In single word, Yes. Income tax expense always recognized in the current year! Tax effect accounting as mandated in IAS 12 has two main purposes:
To calculate and account for the future tax consequences for those items where taxation and accounting treatments differ. Income Tax Expense Always Recognized In Current Year.
To calculate and account for the current tax liabilities of the company
Future tax consequences arise when the carrying amount of items recognized in the company’s statement of financial position differ from their tax figure.  An item’s tax base equals the amount that would be shown as an asset or liability in a statement of financial position prepared for taxation purposes.
These future tax consequences may involve either the payment of additional tax (temporary taxable differences) or future tax savings (temporary deductible differences and tax losses). Such future liabilities or savings are recognized as deferred tax liabilities or deferred tax assets.
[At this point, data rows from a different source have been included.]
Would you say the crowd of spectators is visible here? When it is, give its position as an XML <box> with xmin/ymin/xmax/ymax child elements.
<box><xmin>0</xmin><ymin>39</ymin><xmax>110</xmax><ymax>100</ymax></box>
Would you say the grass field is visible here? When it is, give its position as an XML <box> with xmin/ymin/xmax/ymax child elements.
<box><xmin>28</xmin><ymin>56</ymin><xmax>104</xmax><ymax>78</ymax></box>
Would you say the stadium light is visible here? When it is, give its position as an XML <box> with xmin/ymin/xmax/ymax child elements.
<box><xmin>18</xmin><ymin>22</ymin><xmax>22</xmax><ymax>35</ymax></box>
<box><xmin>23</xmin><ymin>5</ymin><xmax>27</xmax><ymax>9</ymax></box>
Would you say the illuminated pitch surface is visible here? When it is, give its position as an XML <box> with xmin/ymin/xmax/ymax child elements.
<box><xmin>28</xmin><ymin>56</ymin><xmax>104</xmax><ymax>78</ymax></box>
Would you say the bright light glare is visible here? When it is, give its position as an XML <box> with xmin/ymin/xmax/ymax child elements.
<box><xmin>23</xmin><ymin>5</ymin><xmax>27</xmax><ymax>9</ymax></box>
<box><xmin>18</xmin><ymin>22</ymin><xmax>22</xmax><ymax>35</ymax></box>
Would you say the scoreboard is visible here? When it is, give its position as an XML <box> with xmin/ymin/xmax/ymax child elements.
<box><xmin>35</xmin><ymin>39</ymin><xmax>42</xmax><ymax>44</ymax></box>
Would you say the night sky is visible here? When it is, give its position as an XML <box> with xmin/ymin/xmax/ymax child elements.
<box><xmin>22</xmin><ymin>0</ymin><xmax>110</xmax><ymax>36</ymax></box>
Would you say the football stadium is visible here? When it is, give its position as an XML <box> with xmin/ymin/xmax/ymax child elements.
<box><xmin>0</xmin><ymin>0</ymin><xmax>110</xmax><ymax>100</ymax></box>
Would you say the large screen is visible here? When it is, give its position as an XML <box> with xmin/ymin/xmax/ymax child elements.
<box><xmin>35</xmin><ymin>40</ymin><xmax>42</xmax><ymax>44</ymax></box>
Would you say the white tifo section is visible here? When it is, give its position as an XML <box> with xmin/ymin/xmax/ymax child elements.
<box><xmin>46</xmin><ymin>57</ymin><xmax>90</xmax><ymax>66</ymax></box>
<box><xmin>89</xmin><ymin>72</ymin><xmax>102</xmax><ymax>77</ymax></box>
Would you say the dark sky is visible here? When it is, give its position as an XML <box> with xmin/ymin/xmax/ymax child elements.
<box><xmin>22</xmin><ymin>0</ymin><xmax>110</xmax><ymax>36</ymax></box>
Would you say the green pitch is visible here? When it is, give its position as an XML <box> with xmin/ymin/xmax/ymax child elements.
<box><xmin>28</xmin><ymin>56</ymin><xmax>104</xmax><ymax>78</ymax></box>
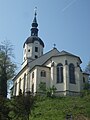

The standard requires that both current and deferred amounts be reported as income tax expense (income) for the reporting period.
Thus, if an income tax expense is prepaid creating a deferred tax asset (future deduction) the current year’s income tax expense will record this deduction against the current year’s profit even though the deduction will not affect taxable income until next year. Effectively, tax-effect accounting ensures that the tax-effect of each transaction or event recognized during a financial year will be reflected in the income tax expense of that year irrespective of when that tax-effect will occur.